A stately table mountain towering into churning clouds, Roraima (2810m) lures hikers and nature-lovers looking for Venezuela at its natural and rugged best. Unexplored until 1884, and studied extensively by botanists ever since, the stark landscape contains strange rock formations and graceful arches, ribbon waterfalls, glittering quartz deposits and carnivorous plants.
Delta del Orinoco
Roaring howler monkeys welcome the dawn. Piranhas clamp onto anything that bleeds. Screaming clouds of parrots gather at dusk, and weaving bats gobble insects under the blush of a million stars.

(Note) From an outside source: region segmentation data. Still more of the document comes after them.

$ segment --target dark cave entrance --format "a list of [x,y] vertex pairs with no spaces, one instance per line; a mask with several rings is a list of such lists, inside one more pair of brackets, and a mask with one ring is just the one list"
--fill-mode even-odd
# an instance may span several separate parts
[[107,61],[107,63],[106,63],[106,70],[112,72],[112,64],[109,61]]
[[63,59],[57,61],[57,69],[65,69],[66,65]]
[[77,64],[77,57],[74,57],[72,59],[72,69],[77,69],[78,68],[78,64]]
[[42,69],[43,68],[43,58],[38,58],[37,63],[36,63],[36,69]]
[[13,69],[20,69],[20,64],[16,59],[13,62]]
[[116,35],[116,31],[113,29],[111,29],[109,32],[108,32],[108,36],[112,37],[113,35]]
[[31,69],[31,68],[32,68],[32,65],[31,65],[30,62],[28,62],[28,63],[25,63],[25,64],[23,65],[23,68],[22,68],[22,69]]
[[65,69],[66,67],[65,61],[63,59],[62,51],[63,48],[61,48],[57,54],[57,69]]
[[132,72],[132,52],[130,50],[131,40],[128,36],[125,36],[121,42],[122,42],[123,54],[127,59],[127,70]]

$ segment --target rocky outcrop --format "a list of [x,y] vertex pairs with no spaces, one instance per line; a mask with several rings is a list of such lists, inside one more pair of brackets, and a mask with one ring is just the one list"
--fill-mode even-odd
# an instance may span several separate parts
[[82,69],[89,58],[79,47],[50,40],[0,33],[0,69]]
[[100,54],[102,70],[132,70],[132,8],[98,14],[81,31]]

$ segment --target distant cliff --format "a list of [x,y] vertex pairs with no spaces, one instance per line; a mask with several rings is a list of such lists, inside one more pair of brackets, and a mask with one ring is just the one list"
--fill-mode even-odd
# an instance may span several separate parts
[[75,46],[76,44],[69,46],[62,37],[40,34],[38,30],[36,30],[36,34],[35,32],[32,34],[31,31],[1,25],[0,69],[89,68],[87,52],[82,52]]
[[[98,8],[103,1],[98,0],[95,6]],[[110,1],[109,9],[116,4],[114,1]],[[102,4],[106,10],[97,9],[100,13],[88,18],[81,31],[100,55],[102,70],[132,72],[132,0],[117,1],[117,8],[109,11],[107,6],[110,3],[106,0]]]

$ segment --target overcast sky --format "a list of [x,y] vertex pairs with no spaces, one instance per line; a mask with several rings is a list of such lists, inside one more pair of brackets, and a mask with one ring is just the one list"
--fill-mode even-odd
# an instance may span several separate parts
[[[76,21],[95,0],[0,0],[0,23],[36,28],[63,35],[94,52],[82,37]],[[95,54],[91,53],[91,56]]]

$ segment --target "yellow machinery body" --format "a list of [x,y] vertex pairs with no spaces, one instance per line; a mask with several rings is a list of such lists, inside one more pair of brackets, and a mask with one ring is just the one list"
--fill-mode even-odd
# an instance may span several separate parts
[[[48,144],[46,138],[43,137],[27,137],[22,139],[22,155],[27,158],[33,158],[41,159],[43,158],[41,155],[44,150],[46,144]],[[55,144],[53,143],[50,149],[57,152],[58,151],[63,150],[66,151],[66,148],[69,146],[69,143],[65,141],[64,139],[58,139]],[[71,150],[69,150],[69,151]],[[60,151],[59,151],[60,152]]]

For wildlife-viewing on the water's edge, it's hard to outshine the Orinoco Delta (Delta del Orinoco).
Parque Nacional El Ávila
One of the great attractions of the Caracas area, this national park encompasses some 90km of the coastal mountain range north of the city. The highest peak in the range is Pico Naiguatá (2765m), while the most visited is Pico El Ávila (2105m), which is accessed by the teleférico (cable car).
Isla De Margarita
While Isla de Margarita itself certainly has some of the country's best beaches and enjoys a dramatic, mountainous interior to boot, its unchecked development, traffic-clogged roads and creeping urban sprawl has made something of a mockery of its tropical paradise image.
Parque Nacional Morrocoy
One of the most spectacular coastal environments in Venezuela, Parque Nacional Morrocoy comprises a strip of park on the mainland, and extends offshore to scores of islands, islets and cays. Some islands are fringed by white-sand beaches and surrounded by coral reefs.